Find all the series of the equation.
-3x^4+27x^2+1200=0
Use quadratic formula and show all work.
4 years ago
4 years ago
what ypu have is a quadratic in x^2:
-3(x^2)^2 + 27(x^2) + 1200 = 0
so, using the quadratic formula,
x^2 = (-27±√15129)/-6 = (-27±123)/-6
x^2 = -16 or 25
so, x = ±4i,±5
4 years ago
First< I would divide each term by -3 to get
x^4 - 9x^2 - 400
can you think of 2 numbers which multiply to get -400, and add to -9 ?
how about -25 and 9 ?
(x^2 + 9)(x^2 - 25) = 0
x^2 = -9 or x^2 = 25
x = ± 3i or x = ± 5
4 years ago
oops, first factor is x^2 - 16
so x = ± 4i, see oobleck's above
11 months ago
To find the series of the given equation, we can use the quadratic formula.
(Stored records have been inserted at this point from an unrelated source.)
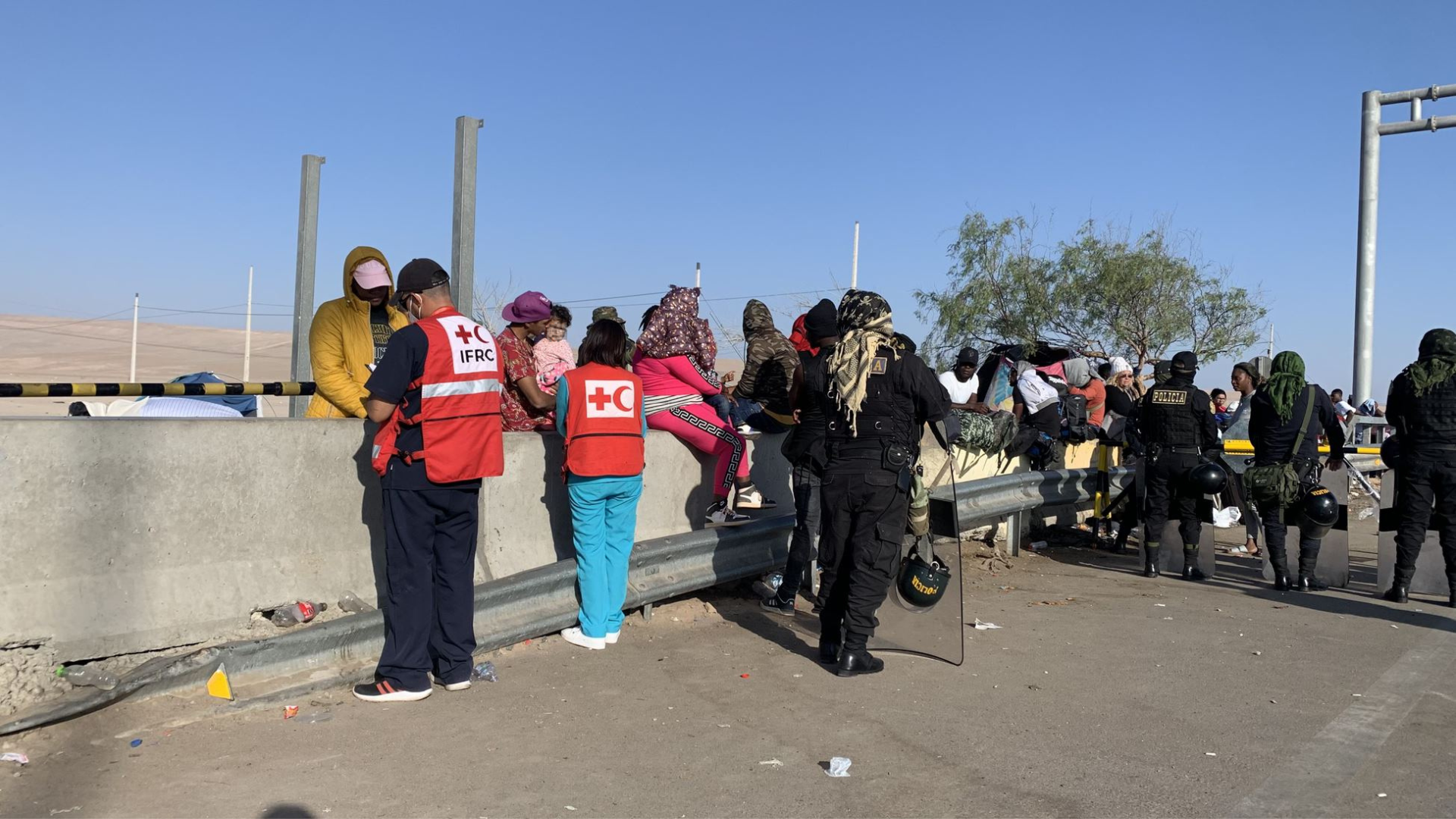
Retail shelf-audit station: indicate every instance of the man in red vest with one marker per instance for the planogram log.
(437, 398)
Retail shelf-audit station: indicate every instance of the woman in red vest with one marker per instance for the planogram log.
(599, 411)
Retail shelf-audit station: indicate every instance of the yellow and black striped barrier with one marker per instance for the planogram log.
(1247, 447)
(139, 390)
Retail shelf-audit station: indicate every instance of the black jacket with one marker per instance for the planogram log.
(1273, 438)
(805, 439)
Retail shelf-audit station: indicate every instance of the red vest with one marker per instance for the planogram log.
(603, 422)
(459, 404)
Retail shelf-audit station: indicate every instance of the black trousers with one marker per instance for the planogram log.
(1276, 537)
(430, 561)
(859, 550)
(1424, 483)
(1169, 494)
(807, 515)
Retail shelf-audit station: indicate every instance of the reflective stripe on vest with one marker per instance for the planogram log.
(459, 388)
(603, 422)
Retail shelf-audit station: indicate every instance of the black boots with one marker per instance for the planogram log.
(1308, 557)
(1191, 570)
(1150, 560)
(856, 661)
(829, 651)
(1282, 577)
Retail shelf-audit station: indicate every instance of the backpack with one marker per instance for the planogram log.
(1075, 426)
(984, 433)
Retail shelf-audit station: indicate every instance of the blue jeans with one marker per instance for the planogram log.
(603, 523)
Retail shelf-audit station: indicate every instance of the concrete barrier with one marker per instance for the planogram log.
(139, 534)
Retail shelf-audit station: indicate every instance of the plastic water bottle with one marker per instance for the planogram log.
(485, 670)
(303, 611)
(85, 675)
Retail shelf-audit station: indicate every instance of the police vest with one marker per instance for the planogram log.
(1429, 420)
(887, 414)
(1174, 420)
(603, 422)
(459, 404)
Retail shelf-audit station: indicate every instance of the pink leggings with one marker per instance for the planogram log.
(699, 426)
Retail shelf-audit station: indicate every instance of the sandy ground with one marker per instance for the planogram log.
(1133, 698)
(46, 349)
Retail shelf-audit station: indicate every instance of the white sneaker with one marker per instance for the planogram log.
(750, 497)
(720, 515)
(576, 637)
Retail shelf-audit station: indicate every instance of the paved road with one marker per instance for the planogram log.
(1134, 698)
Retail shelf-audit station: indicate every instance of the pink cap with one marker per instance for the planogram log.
(372, 275)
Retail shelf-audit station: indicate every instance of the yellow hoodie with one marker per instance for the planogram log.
(341, 346)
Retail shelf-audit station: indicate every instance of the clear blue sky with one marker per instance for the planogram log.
(155, 146)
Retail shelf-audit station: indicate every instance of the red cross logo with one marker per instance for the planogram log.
(601, 398)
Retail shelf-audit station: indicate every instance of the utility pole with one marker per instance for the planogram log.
(248, 330)
(1370, 131)
(303, 278)
(136, 306)
(462, 223)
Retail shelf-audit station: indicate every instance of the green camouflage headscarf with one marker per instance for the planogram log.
(1286, 382)
(1438, 362)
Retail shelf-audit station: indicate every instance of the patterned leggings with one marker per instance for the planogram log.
(699, 426)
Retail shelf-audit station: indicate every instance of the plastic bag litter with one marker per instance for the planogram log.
(1226, 518)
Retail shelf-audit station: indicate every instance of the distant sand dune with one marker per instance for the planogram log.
(49, 349)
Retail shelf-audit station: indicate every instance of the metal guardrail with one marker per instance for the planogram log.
(544, 599)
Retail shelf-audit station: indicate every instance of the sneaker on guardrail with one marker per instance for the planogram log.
(750, 497)
(576, 637)
(720, 515)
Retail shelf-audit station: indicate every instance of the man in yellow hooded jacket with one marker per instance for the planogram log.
(348, 335)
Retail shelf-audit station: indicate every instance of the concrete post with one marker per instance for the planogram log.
(303, 281)
(1360, 387)
(462, 224)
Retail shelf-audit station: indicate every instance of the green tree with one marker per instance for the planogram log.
(1103, 293)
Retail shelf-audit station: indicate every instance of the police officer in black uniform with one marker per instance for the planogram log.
(1421, 407)
(878, 400)
(1177, 428)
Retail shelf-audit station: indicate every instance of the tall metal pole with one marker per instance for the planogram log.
(136, 305)
(248, 328)
(462, 224)
(1365, 245)
(303, 279)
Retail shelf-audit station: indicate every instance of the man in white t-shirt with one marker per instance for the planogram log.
(962, 384)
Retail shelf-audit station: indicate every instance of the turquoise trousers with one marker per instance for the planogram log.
(603, 522)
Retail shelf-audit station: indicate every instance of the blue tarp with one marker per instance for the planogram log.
(245, 404)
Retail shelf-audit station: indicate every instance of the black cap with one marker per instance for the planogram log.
(419, 276)
(821, 321)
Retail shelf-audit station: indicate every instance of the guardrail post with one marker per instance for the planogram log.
(1014, 526)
The quadratic formula states that for an equation in the form of ax^2 + bx + c = 0, the solutions can be obtained using the formula:
x = (-b ± √(b^2 - 4ac)) / (2a)
For our given equation: -3x^4 + 27x^2 + 1200 = 0, we can rearrange it to match the quadratic form by dividing through by -3:
x^4 - 9x^2 - 400 = 0
Comparing this equation with the quadratic form ax^2 + bx + c = 0, we find that a = 1, b = 0, and c = -400.
Now, let's substitute these values into the quadratic formula:
x = (-0 ± √(0^2 - 4(1)(-400))) / (2(1))
x = (± √1600) / 2
x = ± 40 / 2
Simplifying further, we have:
x = ± 20
So, the series of the equation is: x = -20 and x = 20.
By substituting these values back into the original equation, we can confirm that they satisfy it.